Le Giornate sono un’occasione per valorizzare il patrimonio storico e culturale dei mulini in Europa e nelle Alpi. Insieme ad essi, vi è un po’ di storia dell’alimentazione. Ai mulini storici è legata, ad esempio, la Festa del Pan Ner, che si tiene ogni anno in ottobre in diverse località delle Alpi e che vede tra l’altro l’accensione di circa settanta forni nella sola Valle d’Aosta.
I mulini sono un esempio di resilienza al clima e alla montagna
Intorno ai mulini, ci sono comunità che stanno lavorando al loro recupero. Un caso emblematico è il restauro e la valorizzazione del mulino a vento di Berre-les-Alpes, nelle Alpi marittime, a cui abbiamo dedicato la foto di copertina,
Il viaggio alla scoperta dei mulini e dei loro luoghi è anche un modo per comprendere la ricchezza, la varietà e l’unità del territorio alpino. Vedremo due casi di mulini a vento in montagna (oltre a quello di Berre) dove si registrava un problema di mancanza di acqua corrente o forti variazioni stagionali.

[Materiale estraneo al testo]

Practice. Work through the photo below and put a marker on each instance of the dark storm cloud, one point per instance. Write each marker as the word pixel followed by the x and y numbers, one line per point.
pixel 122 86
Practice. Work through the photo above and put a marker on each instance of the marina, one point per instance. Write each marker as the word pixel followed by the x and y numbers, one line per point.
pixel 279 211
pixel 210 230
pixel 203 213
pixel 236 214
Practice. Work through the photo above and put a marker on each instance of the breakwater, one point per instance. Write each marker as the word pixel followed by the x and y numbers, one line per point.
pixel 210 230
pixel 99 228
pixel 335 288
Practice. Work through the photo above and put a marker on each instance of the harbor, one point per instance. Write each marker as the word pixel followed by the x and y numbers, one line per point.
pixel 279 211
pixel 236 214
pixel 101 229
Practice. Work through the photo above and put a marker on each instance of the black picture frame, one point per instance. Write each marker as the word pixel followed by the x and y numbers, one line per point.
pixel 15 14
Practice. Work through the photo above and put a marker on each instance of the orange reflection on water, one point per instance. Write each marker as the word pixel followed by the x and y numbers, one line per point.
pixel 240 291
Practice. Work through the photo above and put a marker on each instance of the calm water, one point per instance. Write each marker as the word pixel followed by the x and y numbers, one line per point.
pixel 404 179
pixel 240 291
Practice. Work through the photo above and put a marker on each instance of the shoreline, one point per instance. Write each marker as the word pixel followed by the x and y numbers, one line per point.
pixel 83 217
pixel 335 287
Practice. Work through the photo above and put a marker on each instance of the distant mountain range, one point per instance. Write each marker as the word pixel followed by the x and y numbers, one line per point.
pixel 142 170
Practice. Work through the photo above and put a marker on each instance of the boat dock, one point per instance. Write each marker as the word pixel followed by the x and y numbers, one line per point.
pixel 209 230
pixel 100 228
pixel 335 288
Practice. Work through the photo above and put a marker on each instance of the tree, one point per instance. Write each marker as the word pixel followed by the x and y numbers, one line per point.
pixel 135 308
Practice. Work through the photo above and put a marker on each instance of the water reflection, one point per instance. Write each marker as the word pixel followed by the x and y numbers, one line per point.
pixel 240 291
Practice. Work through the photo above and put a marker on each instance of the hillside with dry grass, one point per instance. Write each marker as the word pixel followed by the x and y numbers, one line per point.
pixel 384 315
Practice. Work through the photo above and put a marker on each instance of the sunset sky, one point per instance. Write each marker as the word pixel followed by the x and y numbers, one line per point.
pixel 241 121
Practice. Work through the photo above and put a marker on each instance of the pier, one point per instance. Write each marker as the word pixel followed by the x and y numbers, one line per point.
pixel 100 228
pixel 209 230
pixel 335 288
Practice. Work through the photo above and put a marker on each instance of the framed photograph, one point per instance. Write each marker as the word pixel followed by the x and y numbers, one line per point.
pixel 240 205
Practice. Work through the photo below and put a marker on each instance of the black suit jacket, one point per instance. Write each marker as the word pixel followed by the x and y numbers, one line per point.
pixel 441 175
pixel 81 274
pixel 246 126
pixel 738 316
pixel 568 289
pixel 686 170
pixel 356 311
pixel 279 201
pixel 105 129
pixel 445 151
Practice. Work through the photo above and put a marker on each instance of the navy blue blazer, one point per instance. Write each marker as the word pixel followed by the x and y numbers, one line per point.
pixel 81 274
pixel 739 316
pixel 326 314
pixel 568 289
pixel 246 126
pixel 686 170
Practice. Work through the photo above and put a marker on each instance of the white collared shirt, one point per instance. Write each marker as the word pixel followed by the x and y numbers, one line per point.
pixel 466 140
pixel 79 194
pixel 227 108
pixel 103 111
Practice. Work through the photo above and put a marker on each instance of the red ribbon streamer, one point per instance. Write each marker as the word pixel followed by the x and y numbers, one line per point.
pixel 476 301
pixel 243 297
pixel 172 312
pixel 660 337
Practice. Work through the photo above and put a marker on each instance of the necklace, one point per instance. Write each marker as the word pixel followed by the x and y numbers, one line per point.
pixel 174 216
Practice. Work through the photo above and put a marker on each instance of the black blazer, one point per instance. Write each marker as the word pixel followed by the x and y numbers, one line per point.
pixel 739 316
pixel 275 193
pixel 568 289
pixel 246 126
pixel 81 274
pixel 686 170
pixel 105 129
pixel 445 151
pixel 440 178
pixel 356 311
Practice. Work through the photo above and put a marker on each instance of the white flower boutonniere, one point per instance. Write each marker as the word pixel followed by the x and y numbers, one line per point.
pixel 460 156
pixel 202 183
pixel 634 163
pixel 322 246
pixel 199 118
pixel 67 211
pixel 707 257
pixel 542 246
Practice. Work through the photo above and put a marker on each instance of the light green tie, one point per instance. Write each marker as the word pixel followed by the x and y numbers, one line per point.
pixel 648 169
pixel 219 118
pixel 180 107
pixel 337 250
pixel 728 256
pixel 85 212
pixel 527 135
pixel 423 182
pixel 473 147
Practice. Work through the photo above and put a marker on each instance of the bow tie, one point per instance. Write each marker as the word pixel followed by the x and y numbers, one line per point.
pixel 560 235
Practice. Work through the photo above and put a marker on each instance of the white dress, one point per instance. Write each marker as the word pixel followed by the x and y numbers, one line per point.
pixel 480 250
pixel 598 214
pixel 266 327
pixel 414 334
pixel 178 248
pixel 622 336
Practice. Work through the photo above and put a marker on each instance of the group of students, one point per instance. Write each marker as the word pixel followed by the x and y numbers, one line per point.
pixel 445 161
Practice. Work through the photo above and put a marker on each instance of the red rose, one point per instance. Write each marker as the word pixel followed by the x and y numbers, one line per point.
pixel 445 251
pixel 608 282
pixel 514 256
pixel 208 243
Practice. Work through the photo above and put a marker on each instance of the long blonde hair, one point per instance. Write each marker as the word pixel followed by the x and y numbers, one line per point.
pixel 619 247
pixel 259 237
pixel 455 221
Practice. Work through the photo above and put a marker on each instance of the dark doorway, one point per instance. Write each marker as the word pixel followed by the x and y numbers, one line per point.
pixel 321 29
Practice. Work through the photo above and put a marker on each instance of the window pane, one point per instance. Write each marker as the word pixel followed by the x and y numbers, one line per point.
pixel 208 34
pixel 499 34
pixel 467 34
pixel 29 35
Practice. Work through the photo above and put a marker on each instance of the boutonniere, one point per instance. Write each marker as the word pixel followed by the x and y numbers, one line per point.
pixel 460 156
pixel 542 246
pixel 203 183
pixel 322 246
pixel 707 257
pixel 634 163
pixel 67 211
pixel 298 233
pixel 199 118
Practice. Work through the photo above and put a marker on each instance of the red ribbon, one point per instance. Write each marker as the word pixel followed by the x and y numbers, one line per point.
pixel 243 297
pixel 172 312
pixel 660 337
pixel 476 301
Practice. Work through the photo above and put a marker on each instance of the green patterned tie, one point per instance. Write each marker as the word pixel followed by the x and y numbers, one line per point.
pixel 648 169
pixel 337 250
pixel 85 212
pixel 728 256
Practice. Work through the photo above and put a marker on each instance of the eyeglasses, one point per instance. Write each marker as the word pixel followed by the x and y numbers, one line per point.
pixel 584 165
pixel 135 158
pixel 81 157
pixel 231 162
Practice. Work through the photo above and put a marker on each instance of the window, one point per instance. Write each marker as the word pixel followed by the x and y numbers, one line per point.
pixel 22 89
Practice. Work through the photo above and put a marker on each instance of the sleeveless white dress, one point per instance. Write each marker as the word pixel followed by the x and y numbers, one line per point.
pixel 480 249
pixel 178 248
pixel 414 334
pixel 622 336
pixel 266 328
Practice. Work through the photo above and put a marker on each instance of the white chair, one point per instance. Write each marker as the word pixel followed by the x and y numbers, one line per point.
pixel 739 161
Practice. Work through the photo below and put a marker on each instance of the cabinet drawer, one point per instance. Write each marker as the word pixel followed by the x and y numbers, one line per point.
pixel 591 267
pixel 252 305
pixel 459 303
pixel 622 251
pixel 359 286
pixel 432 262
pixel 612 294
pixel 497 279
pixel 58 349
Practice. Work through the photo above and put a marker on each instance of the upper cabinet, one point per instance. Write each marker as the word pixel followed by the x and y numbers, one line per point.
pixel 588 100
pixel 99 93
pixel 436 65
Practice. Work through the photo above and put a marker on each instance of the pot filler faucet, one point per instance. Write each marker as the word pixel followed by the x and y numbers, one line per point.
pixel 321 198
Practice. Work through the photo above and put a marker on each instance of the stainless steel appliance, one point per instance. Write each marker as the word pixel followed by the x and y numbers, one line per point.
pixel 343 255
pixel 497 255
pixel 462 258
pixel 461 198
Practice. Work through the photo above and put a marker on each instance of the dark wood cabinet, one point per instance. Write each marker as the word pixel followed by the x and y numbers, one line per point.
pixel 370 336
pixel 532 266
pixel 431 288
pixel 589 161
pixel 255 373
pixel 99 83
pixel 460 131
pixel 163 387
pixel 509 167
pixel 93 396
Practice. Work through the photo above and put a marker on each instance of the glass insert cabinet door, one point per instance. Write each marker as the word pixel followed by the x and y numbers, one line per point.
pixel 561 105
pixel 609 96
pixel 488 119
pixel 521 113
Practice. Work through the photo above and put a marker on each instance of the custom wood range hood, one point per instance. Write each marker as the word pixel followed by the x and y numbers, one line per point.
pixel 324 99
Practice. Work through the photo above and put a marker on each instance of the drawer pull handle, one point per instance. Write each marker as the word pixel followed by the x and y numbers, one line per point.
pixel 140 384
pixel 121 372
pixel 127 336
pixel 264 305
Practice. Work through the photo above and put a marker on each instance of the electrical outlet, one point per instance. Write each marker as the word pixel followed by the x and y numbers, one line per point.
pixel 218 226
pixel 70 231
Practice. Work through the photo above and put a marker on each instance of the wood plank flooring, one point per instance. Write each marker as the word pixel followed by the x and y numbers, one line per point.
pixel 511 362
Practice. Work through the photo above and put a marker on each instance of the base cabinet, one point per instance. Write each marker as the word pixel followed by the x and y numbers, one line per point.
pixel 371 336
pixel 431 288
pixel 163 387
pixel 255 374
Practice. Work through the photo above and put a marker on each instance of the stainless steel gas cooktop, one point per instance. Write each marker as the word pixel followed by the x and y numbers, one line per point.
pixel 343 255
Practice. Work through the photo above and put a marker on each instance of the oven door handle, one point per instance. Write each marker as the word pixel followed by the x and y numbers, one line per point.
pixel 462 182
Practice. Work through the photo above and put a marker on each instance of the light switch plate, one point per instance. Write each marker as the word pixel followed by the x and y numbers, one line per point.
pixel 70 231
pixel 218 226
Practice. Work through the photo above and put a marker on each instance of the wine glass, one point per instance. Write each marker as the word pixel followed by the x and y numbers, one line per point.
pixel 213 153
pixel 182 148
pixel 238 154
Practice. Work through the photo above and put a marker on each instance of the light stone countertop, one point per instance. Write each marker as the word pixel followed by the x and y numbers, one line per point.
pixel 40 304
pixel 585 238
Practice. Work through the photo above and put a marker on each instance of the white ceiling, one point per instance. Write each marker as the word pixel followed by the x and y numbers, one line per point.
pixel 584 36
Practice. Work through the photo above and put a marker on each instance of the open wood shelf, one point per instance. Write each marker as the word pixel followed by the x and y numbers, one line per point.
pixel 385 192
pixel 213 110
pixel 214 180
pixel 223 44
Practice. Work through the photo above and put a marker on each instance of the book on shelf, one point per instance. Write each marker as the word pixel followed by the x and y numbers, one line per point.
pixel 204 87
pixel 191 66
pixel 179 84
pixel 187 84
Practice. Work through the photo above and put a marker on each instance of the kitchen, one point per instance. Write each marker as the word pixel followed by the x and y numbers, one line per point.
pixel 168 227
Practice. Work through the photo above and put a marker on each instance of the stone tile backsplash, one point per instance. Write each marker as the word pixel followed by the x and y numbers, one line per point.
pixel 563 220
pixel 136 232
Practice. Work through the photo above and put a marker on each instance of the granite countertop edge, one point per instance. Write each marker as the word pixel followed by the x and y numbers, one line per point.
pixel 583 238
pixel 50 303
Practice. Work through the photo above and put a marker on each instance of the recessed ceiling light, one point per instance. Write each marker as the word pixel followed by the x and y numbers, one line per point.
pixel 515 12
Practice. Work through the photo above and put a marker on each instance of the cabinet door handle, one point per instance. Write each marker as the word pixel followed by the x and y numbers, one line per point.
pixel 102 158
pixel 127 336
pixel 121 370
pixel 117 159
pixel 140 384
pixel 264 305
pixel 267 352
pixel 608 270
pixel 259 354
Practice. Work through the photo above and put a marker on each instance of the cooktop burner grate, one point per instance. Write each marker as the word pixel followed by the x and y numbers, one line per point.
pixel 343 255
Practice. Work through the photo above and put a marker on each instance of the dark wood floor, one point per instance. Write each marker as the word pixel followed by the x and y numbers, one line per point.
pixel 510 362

Anche al mulino di La Tine, in Vallese, mancava acqua sul posto, la si faceva arrivare attraverso un bisse, cioè un canale-ruscello costruito in età medievale (come i rus valdostani) come derivazione da un torrente alimentato dallo scioglimento delle nevi e dai ghiacciai.
In altri casi si tratta di acqua corrente, ma poca in quantità, per cui era necessario sfruttare più volte la caduta, mettendo in fila diversi mulini, come a La Magdeleine, in Valle d’Aosta.
In tempi di cambiamento climatico, i mulini sono una lezione di resilienza e di adattabilità delle attività umane al contesto difficile della montagna.
I mulini in serie di La Magdeleine, in Valle d’Aosta

I mulini di La Magdeleine, situati nelle frazioni di Brengon, Clou e Messelod in Valle d’Aosta, rappresentano un esempio di architettura rurale alpina. Disposti in serie lungo un piccolo corso d’acqua che nasce dalle sorgenti sotto il Mont Tantané, questi otto mulini ad acqua, di cui sette restaurati, erano il fulcro della vita contadina locale. Tre di essi sono ancora oggi funzionanti, a scopo dimostrativo.
La particolarità dei mulini di La Magdeleine risiede nella loro disposizione “in catena”, studiata per sfruttare la caduta dell’acqua malgrado la sua scarsa quantità. Si tratta di mulini a ruota idraulica orizzontale, privi di ingranaggi, capaci di moltiplicare la capacità lavorativa. Anticamente, i diritti d’uso erano regolati da norme di comunità, spesso legati alla gestione dei campi.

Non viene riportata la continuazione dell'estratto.